I remember being bullied emotionally and physically in Junior High School. No one saved me from it. I lived with the emotional scars for a long time. Because of it, I wouldn't allow myself to be open to new friendships and I stayed cocooned with my childhood friends who I had known forever. I stayed in the safe corners as much as I could. I am slow to trust and often second guess myself when I do.
It took years to feel like I deserved more. It took years to convince myself that I wasn't worthless.
So this is something that means something deeply for me.
****Soapbox alert**** Some people will disagree with me for parts of this and that's okay. I hope you will all continue to love me anyway.

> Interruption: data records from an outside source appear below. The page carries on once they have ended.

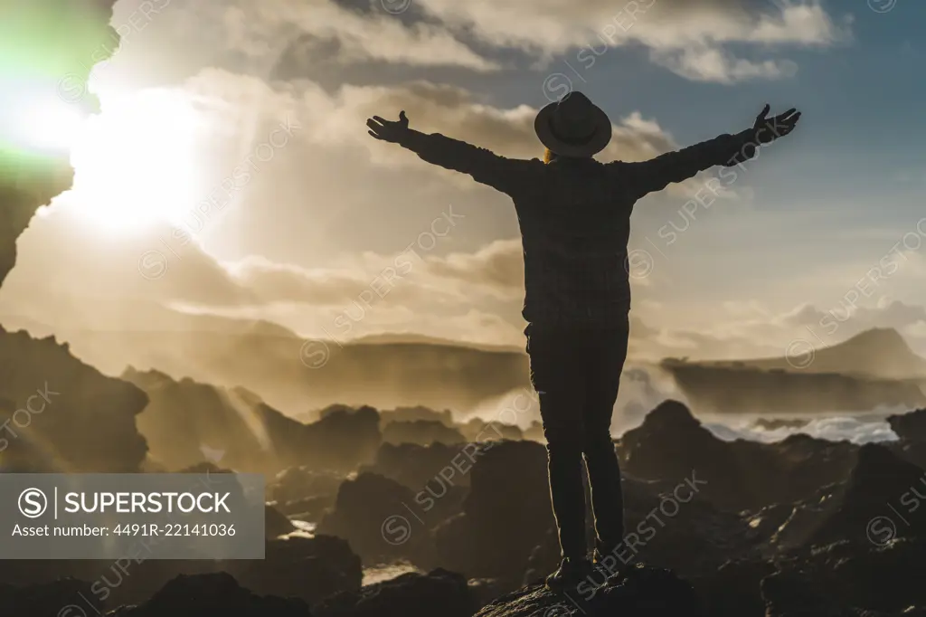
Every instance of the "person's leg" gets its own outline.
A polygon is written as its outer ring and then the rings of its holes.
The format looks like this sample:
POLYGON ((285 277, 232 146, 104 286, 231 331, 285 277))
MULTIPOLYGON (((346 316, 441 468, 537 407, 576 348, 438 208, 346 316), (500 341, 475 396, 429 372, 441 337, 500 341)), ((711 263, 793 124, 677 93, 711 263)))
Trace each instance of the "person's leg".
POLYGON ((546 437, 550 500, 564 558, 584 560, 585 491, 582 478, 584 382, 576 341, 568 332, 528 326, 531 382, 540 397, 546 437))
POLYGON ((594 359, 586 373, 582 451, 592 488, 595 548, 601 552, 612 551, 624 534, 623 493, 611 439, 611 415, 627 358, 627 334, 624 327, 595 333, 589 345, 590 359, 594 359))

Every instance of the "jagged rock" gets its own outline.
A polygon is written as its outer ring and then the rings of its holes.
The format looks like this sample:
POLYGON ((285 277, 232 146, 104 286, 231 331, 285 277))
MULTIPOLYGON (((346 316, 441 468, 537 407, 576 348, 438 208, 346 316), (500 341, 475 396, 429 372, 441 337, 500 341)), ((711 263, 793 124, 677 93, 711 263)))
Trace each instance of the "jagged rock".
POLYGON ((0 585, 0 606, 10 617, 71 617, 80 612, 64 612, 67 607, 86 611, 85 598, 92 597, 90 584, 73 578, 29 586, 0 585))
POLYGON ((826 545, 841 540, 880 542, 911 537, 916 528, 904 524, 926 496, 923 471, 882 446, 866 444, 848 480, 825 486, 796 504, 772 537, 781 549, 826 545), (919 494, 917 493, 919 491, 919 494))
POLYGON ((331 497, 333 503, 344 476, 316 472, 302 465, 288 467, 277 474, 268 486, 269 497, 279 504, 315 497, 331 497))
POLYGON ((289 467, 277 474, 267 492, 283 514, 318 523, 325 511, 334 506, 344 481, 342 474, 313 472, 306 466, 289 467))
POLYGON ((403 558, 428 564, 430 530, 440 519, 425 516, 410 488, 382 475, 361 473, 341 485, 334 509, 317 531, 346 539, 367 565, 403 558))
POLYGON ((473 606, 467 581, 445 570, 408 573, 332 596, 312 608, 316 617, 469 617, 473 606))
POLYGON ((152 456, 173 469, 220 452, 240 471, 276 473, 291 466, 346 473, 369 462, 380 445, 379 415, 365 407, 336 410, 310 424, 289 418, 244 388, 174 381, 156 371, 129 369, 123 378, 150 397, 139 427, 152 456))
POLYGON ((497 441, 500 439, 520 441, 524 438, 520 428, 514 424, 494 421, 486 422, 482 418, 473 418, 460 426, 459 430, 467 441, 497 441))
POLYGON ((0 397, 5 471, 134 472, 144 460, 135 416, 145 394, 80 361, 54 337, 0 328, 0 397))
POLYGON ((673 400, 660 403, 619 445, 621 467, 628 473, 666 480, 687 477, 694 470, 707 483, 704 496, 731 511, 807 497, 824 485, 844 480, 857 450, 848 442, 804 434, 776 444, 721 441, 673 400))
POLYGON ((392 422, 382 429, 382 441, 391 444, 462 444, 463 434, 455 428, 432 420, 392 422))
POLYGON ((264 507, 264 532, 268 539, 273 539, 295 531, 295 525, 276 508, 264 507))
POLYGON ((899 539, 878 547, 841 541, 780 560, 762 580, 769 617, 881 617, 926 614, 919 568, 926 542, 899 539))
POLYGON ((888 416, 887 423, 901 439, 926 442, 926 409, 888 416))
POLYGON ((336 411, 307 425, 302 461, 313 469, 350 472, 370 462, 381 443, 376 409, 336 411))
POLYGON ((382 409, 380 411, 381 426, 385 426, 390 422, 414 422, 419 420, 432 421, 443 423, 444 426, 453 428, 454 416, 450 409, 435 411, 427 407, 397 407, 394 409, 382 409))
POLYGON ((382 444, 375 460, 360 472, 379 473, 419 491, 435 477, 449 478, 455 486, 469 486, 470 456, 478 449, 474 445, 446 444, 382 444), (461 471, 462 470, 462 471, 461 471))
POLYGON ((269 540, 265 559, 229 560, 219 566, 257 593, 294 596, 309 604, 339 591, 356 591, 363 578, 360 558, 347 542, 320 535, 269 540))
MULTIPOLYGON (((81 613, 77 613, 81 614, 81 613)), ((311 617, 308 606, 296 598, 258 596, 238 585, 226 573, 180 575, 151 599, 122 607, 111 617, 311 617)), ((38 617, 36 615, 36 617, 38 617)))
POLYGON ((520 585, 534 548, 555 525, 546 450, 527 441, 485 444, 474 460, 463 511, 435 530, 438 563, 520 585))
MULTIPOLYGON (((638 568, 619 583, 553 593, 543 586, 502 596, 475 617, 706 617, 692 586, 671 572, 638 568)), ((600 582, 600 581, 599 581, 600 582)))

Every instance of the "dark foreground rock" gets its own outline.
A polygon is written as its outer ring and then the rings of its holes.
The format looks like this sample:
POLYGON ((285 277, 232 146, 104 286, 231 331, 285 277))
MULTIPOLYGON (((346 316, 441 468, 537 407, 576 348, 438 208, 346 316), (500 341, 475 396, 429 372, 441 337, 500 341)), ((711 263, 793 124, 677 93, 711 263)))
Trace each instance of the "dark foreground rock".
POLYGON ((313 607, 314 617, 469 617, 472 598, 460 574, 408 573, 357 592, 332 596, 313 607))
POLYGON ((692 586, 668 570, 638 568, 623 581, 553 593, 541 585, 502 596, 476 617, 705 617, 692 586), (579 590, 582 590, 581 592, 579 590))
POLYGON ((308 605, 301 599, 257 596, 238 585, 231 574, 216 573, 197 576, 178 576, 144 604, 121 607, 110 613, 110 617, 209 617, 210 615, 311 617, 311 612, 308 605))
POLYGON ((51 583, 17 586, 0 586, 2 614, 11 617, 71 617, 68 607, 84 607, 83 598, 91 595, 90 584, 74 578, 62 578, 51 583))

I am skeptical of campaigns like the pink t-shirt anti bullying one. Why? Because it's easy to wear the pink shirt for one day and talk about how it's bad to bully others. What about the next day and you aren't in that pink t-shirt and you quickly walk by the person getting bullied because you are too scared/busy/embarassed to intervene. What about the next day when you see your friend send a bullying text or make bullying gestures and comments and you don't want to strain your friendship enough to intervene.
This video gave me goosebumps.
Wear the pink shirt if you want, BUT, when you hear someone make a disparaging remark or make aggressive moves towards someone else stand up and say something. Don't cower. Don't make excuses for them. Be straight up that it's wrong.
I need to do a better job at that. Glad to have the reminder.